The ratings agencies occupy a “disciplining” position not unlike the “shareholders” of private investments. Institutions have become answerable to these agencies in a manner that exceeds the ways that they are answerable to other stakeholders, such as students, faculty, workers, and communities.
Adding to this is the lack of transparency. When faculty, students, employees, and alumni are not aware of the extent of the financialization, they cannot effectively oppose it. And when administrations and trustees fail to be forthcoming about what they are doing with the money and instead act autocratically, there can be no basis for trust. To date, as far as I know, not a single institution with an endowment invested in opaque alternatives has revealed how much those investments have actually cost.
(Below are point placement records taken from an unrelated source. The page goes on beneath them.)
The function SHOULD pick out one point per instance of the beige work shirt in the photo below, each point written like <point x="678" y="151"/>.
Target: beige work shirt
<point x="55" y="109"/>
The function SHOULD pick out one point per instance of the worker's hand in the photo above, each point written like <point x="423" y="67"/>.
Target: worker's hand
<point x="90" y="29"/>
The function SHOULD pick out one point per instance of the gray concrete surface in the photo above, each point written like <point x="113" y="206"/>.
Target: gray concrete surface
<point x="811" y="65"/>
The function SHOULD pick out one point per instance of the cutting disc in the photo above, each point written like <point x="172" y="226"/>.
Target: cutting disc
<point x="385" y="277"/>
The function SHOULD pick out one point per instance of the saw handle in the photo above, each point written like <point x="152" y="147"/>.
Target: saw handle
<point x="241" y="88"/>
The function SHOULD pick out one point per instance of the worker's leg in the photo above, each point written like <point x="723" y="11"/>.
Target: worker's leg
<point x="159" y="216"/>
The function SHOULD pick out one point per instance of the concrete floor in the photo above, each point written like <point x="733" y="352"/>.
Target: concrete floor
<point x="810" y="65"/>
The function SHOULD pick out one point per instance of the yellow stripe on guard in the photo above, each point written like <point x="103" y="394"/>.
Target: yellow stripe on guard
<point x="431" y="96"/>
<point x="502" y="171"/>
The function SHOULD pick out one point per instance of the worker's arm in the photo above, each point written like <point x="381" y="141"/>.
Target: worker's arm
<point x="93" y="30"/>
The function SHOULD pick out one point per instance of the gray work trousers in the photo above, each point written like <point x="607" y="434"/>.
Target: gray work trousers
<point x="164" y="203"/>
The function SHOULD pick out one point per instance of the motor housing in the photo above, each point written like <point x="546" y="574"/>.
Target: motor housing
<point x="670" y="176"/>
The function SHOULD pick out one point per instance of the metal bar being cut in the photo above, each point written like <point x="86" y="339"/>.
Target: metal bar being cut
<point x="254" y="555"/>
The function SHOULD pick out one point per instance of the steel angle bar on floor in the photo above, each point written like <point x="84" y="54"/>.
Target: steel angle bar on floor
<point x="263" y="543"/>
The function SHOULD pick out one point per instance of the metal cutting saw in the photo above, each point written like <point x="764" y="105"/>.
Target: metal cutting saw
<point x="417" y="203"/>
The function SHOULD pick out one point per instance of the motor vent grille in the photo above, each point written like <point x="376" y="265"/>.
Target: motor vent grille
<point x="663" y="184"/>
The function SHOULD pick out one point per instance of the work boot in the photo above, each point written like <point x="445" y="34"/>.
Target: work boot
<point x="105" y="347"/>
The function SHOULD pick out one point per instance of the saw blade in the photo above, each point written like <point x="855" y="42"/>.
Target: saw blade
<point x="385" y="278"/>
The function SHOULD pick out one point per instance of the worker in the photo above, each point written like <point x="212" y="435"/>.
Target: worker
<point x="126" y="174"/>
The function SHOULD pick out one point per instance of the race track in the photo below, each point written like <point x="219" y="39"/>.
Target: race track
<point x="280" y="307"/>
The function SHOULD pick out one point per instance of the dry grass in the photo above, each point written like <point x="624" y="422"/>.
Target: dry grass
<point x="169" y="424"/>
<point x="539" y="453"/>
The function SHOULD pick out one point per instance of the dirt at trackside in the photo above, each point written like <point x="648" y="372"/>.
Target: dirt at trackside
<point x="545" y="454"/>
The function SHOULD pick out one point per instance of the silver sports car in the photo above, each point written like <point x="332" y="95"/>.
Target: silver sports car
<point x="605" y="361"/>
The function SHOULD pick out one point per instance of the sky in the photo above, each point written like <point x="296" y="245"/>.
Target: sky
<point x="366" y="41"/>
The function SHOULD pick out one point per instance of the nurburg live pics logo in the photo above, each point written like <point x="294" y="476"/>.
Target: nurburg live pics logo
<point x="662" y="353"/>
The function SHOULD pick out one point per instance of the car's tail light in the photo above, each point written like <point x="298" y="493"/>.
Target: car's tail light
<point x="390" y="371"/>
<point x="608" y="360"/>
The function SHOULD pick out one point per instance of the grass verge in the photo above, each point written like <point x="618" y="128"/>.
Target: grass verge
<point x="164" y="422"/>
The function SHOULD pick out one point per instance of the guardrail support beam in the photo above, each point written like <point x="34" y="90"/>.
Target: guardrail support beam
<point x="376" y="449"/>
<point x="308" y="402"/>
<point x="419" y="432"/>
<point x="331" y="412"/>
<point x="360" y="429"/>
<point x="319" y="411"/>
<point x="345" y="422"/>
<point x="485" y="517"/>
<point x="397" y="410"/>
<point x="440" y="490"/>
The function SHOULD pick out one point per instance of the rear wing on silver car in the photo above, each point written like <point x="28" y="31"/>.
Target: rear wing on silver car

Higher education has been captured by a vicious circle of financialization, which is destroying it as an affordable and widely available right of the citizenry, and as an engine of social mobility. Saddling people with enormous debts only accomplishes the opposite. This has been a choice, not an immutable fact of nature. Surely, there must still be good, well-intentioned people within administrations and boards of trustees, people who still value education as a worthy public good and are willing to defend it against predatory, damaging financialization. The current system cannot hold.